Here it is, ladies and gentlemen: this year’s Valentine’s Day computer art project. For the past two years, I’ve done some sort of computer art project for Valentine’s Day. The first was a 3D printed heart with a red LED inside. Last year, I recorded my entire bus trip to school, and wrote a program to select only frames with a certain amount of red in them, and compile them into a video. This year’s project was slightly more ambitious.

My original idea was to take videos of artistically interesting things on my walk to school. A computer program would then find trackable points on the video, and “stick” hearts to those objects. The sizes of the hearts would correspond to the amplitudes of certain frequency ranges in a song that would play in the background… a song which I would compose and create on my computer.

Several factors led to my cutting out the motion tracking entirely (namely that OpenCV is complicated, and Adobe After Effects hates me.) However, the hearts respond to the sound of a song that I composed and performed using ChucK, which is a programming language for creating sound. If you hadn’t already guessed, the red heart is low frequency, pink is midrange, and white/light pink is high. While the result isn’t nearly as cool as my original idea would have been, I think it’s pretty nifty, and it was fun to make. I also learned about some valuable tools in Processing.

To record the videos, I walked from Westmount to McGill at 7:40am, in -15 degree weather, without gloves. When I got to McGill, I could hardly feel my hands. So it’s safe to say that I put a lot of effort into this video.

(There was initially a problem with the upload, which has now been corrected.)

For the sake of comparison, for last year’s video I used two programs, one of which I wrote myself (Cinelerra and a python script for selecting video frames based on color composition.) For this year’s video, I used a grand total of 8. In order of usage (more or less:) ChucK, miniAudicle, Sound Flower, Audacity, Processing, Adobe After Effects, and Adobe Premiere*, and a Java program that I wrote in Processing.
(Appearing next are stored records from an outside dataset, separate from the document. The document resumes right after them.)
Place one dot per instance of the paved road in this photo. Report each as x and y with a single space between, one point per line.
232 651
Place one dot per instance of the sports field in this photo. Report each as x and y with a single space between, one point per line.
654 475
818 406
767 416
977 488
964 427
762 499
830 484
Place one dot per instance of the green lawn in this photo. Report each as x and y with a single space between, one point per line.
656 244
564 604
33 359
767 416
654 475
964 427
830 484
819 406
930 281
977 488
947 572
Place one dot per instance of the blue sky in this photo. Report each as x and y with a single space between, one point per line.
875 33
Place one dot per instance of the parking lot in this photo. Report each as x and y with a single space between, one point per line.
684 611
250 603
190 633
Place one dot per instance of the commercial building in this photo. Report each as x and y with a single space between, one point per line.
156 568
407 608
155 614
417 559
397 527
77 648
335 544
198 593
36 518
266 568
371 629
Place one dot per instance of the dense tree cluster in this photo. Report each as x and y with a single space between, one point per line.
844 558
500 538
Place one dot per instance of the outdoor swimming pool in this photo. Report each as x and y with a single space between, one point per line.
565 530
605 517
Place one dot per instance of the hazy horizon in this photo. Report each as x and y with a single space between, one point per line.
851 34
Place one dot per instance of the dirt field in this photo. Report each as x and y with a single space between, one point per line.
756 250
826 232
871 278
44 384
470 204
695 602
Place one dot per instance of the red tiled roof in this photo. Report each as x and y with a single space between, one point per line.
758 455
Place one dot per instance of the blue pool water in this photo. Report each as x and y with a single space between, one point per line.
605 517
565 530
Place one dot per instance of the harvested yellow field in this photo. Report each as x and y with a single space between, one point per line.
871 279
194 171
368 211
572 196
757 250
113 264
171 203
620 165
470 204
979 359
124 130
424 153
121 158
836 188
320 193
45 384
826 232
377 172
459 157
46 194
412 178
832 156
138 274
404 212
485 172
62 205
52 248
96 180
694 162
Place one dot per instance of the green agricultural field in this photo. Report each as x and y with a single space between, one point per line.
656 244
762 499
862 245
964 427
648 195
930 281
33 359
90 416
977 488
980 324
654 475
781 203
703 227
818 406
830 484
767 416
*I am currently upset with Adobe. As a student, I cannot afford a license for the Adobe Creative Suite; a marvelous collection of software. I also have no intention or ability to make a profit from the work I have would do with the Creative Suite. If I spent my free time playing with Photoshop, After Effects, and all the other neat programs on my own computer, however, I might be able to make money from my work some day, at which point I would buy the Creative Suite so I could profit from my art. On the other hand, there isn’t a chance in hell I’m going to spend $899 on the Master Collection just to tinker. Therefore, it’s in Adobe’s best interest to offer a FREE (as in beer) version of the Master Collection to students for strictly non-profit, educational use. So there, Adobe, the ball is in your court now.